Theater Review | Heartfelt ‘The Chosen’ will get audiences thinking
Play methodically examines two sides of Judaism
Published: Friday, November 2, 2012
Updated: Friday, November 2, 2012 08:11
“A word is worth one coin. Silence is worth two.” So begins “The Chosen,” a production that, despite the above line, deserves much more than one word. At the Lyric Stage Company in Boston, Daniel Gidron directs this 1999 play that Chaim Potok and Aaron Posner faithfully adapted from Potok’s 1967 novel.
“The Chosen” is a thought−provoking and spiritually satisfying performance that takes its audience back to 1944 Brooklyn, to the heart of religiously charged Williamsburg and to the hearts of two sons and their fathers. The two Jewish teenagers, Reuven Malter (Zachary Eisenstat) and Danny Saunders (Luke Murtha), live five blocks apart, but are a world away from each other: they differ starkly in appearance, demeanor, lifestyle and religion.
But while Danny is Hasidic and Reuven is “just” Jewish, the two soon become friends. They learn to speak to each other, but more importantly, they learn to listen. Their initial emotional connection is a powerful surprise, and as it drives their personal growth over the next four years, the audience experiences their respective conflicts and revelations firsthand.
The play is an expression of two juxtaposed worlds, and on the stage, the charms of each are always visible.
Historically accurate costumes highlight the contrasting sets of characters. Danny’s traditional, black Hasidic suit and the earlocks dangling in ringlets from his yarmulke are easily distinguishable from Reuven’s less−conservative polo shirt. The set is consistent for the entirety of the play, with each father−son pair claiming a desk and chair on opposite corners of the diamond−shaped stage. A Romanesque window shape in the background alludes to the tablet of Moses.
The authority associated with fatherhood — in respect to both religion and household — is a constant source of conflict within and between the families. The stage is well−suited for such developments as the two main points of focus are directly opposite one another. Though a minimalist setting, the stage does not need much to complement the constantly moving dialogue; the characters themselves, through expressive body language and genuine speech, are the source of the plot’s invigoration and development.

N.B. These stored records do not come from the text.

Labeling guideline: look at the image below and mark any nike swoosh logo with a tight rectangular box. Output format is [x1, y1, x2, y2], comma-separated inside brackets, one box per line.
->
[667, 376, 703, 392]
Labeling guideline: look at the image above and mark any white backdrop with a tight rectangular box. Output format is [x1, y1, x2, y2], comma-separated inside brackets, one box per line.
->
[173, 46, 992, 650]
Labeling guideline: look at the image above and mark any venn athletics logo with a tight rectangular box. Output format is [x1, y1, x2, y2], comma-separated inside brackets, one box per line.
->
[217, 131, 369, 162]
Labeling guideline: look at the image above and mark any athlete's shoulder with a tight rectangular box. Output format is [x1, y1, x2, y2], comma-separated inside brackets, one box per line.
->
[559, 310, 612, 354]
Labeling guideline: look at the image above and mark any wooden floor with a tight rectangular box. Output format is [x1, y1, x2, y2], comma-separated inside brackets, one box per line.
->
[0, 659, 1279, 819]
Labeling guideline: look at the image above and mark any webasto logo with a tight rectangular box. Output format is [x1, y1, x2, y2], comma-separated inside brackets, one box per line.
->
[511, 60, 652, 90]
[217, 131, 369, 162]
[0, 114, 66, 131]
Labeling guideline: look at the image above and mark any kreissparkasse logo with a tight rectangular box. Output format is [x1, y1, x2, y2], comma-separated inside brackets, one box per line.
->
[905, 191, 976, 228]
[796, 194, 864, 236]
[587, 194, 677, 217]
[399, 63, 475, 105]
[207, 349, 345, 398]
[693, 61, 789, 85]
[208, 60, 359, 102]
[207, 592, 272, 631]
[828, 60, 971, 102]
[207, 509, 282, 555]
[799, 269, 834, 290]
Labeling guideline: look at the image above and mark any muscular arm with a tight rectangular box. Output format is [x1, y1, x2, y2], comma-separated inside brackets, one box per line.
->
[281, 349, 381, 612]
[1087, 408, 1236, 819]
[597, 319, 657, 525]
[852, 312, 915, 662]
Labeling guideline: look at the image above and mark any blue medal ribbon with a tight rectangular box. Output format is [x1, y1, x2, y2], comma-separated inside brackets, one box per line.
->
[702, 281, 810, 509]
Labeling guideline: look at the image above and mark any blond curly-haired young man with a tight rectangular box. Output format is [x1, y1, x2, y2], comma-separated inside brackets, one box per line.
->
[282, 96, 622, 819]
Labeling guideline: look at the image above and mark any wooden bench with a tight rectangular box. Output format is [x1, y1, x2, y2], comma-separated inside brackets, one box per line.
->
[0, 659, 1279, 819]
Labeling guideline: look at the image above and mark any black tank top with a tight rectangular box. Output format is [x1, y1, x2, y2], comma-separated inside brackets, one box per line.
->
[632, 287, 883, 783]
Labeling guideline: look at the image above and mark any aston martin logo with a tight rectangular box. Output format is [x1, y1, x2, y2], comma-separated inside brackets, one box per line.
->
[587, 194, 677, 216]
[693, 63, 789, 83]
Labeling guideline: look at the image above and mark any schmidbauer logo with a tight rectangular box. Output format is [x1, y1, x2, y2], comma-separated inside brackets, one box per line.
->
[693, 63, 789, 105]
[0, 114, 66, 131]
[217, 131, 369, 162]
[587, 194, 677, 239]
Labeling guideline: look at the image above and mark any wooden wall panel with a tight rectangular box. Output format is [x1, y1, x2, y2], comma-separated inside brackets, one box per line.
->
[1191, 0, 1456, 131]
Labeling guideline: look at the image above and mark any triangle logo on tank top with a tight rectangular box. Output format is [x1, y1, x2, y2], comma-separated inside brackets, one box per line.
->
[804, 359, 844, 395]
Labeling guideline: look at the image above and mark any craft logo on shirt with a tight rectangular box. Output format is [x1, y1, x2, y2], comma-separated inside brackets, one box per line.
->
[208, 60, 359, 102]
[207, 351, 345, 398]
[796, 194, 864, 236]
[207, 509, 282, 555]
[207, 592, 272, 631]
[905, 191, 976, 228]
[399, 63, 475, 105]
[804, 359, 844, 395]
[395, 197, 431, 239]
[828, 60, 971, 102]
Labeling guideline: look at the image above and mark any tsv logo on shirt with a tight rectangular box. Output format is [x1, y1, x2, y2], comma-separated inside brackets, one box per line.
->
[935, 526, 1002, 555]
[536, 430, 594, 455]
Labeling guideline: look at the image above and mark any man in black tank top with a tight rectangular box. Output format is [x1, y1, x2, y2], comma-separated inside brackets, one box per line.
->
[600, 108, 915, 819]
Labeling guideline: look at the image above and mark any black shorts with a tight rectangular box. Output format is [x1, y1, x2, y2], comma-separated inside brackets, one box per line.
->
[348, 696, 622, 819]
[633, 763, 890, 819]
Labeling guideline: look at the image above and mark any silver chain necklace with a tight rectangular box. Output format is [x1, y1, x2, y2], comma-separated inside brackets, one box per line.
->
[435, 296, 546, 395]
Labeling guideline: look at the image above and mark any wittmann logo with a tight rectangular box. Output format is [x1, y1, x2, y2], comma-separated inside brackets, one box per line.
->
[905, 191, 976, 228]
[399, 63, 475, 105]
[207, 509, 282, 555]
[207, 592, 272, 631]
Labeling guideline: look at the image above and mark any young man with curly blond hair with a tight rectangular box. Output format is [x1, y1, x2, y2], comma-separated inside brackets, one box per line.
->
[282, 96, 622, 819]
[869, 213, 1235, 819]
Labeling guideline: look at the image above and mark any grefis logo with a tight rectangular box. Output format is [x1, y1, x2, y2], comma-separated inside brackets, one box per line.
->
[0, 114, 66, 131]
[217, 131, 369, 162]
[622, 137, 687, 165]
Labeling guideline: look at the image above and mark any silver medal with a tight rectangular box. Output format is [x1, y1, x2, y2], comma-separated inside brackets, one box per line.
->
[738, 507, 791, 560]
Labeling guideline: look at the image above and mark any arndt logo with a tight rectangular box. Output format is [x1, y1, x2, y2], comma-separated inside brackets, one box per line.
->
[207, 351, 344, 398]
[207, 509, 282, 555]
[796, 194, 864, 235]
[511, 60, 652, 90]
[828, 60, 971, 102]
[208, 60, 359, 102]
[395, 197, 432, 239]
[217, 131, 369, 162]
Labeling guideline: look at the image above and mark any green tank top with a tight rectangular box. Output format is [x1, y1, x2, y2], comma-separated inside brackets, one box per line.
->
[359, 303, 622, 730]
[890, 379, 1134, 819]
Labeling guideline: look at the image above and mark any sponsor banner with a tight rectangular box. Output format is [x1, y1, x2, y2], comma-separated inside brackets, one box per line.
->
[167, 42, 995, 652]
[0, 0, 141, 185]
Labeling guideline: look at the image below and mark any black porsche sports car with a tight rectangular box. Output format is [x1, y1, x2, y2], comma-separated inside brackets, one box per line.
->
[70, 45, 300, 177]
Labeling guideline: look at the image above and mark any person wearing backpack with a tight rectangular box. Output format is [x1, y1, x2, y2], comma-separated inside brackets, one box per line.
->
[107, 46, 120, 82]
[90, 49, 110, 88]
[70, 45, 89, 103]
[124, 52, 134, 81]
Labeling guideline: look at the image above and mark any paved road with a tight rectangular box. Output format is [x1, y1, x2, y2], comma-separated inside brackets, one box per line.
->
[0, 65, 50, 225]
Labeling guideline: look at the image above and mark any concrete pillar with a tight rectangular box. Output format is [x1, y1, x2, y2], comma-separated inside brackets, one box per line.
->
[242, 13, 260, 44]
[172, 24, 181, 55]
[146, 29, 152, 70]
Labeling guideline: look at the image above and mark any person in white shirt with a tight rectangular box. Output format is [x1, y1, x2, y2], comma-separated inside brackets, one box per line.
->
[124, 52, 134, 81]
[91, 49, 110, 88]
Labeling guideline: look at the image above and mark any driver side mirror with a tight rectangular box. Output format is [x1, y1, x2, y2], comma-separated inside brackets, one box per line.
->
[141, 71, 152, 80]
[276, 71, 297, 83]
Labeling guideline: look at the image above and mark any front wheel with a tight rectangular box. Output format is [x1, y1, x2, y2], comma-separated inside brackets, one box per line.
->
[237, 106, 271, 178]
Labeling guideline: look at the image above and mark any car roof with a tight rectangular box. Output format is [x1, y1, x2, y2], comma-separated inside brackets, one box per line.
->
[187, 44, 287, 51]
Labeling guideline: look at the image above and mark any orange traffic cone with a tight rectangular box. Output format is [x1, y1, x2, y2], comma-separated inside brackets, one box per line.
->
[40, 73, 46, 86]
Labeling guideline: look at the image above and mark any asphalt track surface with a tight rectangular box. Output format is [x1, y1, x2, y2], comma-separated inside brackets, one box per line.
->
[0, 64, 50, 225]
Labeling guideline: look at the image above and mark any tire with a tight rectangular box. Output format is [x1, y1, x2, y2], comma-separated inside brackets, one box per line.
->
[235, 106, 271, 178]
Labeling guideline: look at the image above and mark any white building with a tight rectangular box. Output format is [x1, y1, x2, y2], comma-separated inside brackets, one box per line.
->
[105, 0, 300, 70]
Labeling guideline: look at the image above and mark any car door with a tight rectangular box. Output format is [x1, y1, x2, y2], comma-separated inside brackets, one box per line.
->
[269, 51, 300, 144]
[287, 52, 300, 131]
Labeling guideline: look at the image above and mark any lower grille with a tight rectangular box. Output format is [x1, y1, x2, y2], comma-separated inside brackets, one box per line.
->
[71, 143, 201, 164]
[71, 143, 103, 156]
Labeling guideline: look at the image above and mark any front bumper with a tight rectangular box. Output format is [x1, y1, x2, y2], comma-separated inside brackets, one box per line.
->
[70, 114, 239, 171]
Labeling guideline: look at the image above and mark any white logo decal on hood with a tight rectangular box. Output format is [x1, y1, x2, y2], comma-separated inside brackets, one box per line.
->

The script is intellectual and deeply spiritual, but the frequent Talmud references are coupled with the arrogant attitude and clever quips typical of defiant teenagers. The actors very believably convey their characters and their humor, which allows even the least religiously aware viewer to appreciate the Jewish references throughout the show. Through the narration of the adult Reuven — who speaks the opening line — the audience is privy to not only the present but also to Reuven’s emotional, yet refreshingly witty commentary on his younger years.
“Our little Sunday game was now a full−fledged holy war,” he remarks, referring to the baseball game between the rival synagogues’ teams. This is the same place where Danny and Reuven have their first “pleasant meeting” when Danny hits Reuven’s eye with his baseball bat. It takes much more than a simple apology for the young men to see eye−to−eye, but by the end of their discussion the two are intrigued rather than threatened by one another. With passionate recollection, adult Reuven affirms this revelatory moment.
After his eye heals, he remembers, “Everything seemed sharpened and pulsing with life.” That sentiment will describe the audience’s sensory experience, as well. “The Chosen” is full of emotionally charged and intellectually stimulating scenes. Danny and Reuven challenge expectations, their fathers and each other.
As Danny and Reuven learn, so does the audience, through both the characters and the wisdom of Freud, Franklin Delano Roosevelt and the Talmud. The script is primarily dialogue between friends and sets of fathers and sons, but it is far from monotonous. Dramatic changes in lighting and musical interludes — whether they are the soft strum of a harp or a cacophonous rhythm — highlight moments of tense frustration and surreal revelation.
Many individual instances are especially memorable, and something different will likely resonate with every audience member, but everyone will witness the extraordinary story of two young men coming of age, as a portrait of duty versus choice is intimately unveiled over the course of the show.